# USB hardware flashdrive recovery tools

## crumbs516

Hopefully I'm posting this in the right place as it is a hardware issue. I'm wondering if anyone has had any luck finding or writing tools to recovery USB flash drives with hardware faults. Specifically the device will suddenly no longer enumerate and reports failure to assign an address errors.

My USB drive reports errors similar to those seen when the USB host fails:

https://forums.gentoo.org/viewtopic-t-720908-highlight-usb+fails+enumerate.html

I know the system USB reading is fine and my problem is limited to a single flash drive. I believe the problem was caused when power was interrupted on another machine while the drive was mounted. All my searches for data|drive recovery return windows software that assumes the USB drive works but the user overwrote data or corrupted the filesystem. Any idea for how to get to the point that the device reports an address in /dev/ or to query/read the device without completely be recognized and placed in /dev?

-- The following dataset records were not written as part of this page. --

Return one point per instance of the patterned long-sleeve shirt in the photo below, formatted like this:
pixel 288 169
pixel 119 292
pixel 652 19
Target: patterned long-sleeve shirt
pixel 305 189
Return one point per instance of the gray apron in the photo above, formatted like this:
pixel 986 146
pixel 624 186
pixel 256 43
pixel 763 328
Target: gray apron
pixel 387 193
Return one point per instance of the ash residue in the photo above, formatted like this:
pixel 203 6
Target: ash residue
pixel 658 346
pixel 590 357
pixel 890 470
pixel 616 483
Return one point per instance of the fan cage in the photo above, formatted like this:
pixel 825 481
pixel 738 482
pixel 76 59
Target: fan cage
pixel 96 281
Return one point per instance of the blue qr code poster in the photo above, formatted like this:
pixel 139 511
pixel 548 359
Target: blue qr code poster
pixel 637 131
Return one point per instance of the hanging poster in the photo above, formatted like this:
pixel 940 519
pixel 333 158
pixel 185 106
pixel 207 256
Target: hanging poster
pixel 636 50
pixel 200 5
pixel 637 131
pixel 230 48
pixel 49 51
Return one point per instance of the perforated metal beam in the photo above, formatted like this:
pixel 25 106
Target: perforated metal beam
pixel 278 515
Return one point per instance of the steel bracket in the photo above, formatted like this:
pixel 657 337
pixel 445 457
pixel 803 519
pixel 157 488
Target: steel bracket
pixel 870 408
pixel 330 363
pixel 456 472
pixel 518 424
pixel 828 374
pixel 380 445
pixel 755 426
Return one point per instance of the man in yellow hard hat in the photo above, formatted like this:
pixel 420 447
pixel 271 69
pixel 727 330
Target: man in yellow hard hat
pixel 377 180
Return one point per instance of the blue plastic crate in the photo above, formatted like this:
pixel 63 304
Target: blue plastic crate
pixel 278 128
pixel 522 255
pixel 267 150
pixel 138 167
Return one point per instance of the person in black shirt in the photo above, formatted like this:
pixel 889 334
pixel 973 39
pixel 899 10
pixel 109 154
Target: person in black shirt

Is there a hard power hardware reset for flash drives by applying a specific power sequence to the terminals? A user on http://www.linux-usb.org/notAcceptFeedback.html was able to recover a Palm device by power cycling.

Any help appreciated.

----------

## NeddySeagoon

crumbs516,

If the device will not enumerate, its either a power problem or the device is dead.

Try is as the only device on a set of root hubs, so it has the full 500mA available.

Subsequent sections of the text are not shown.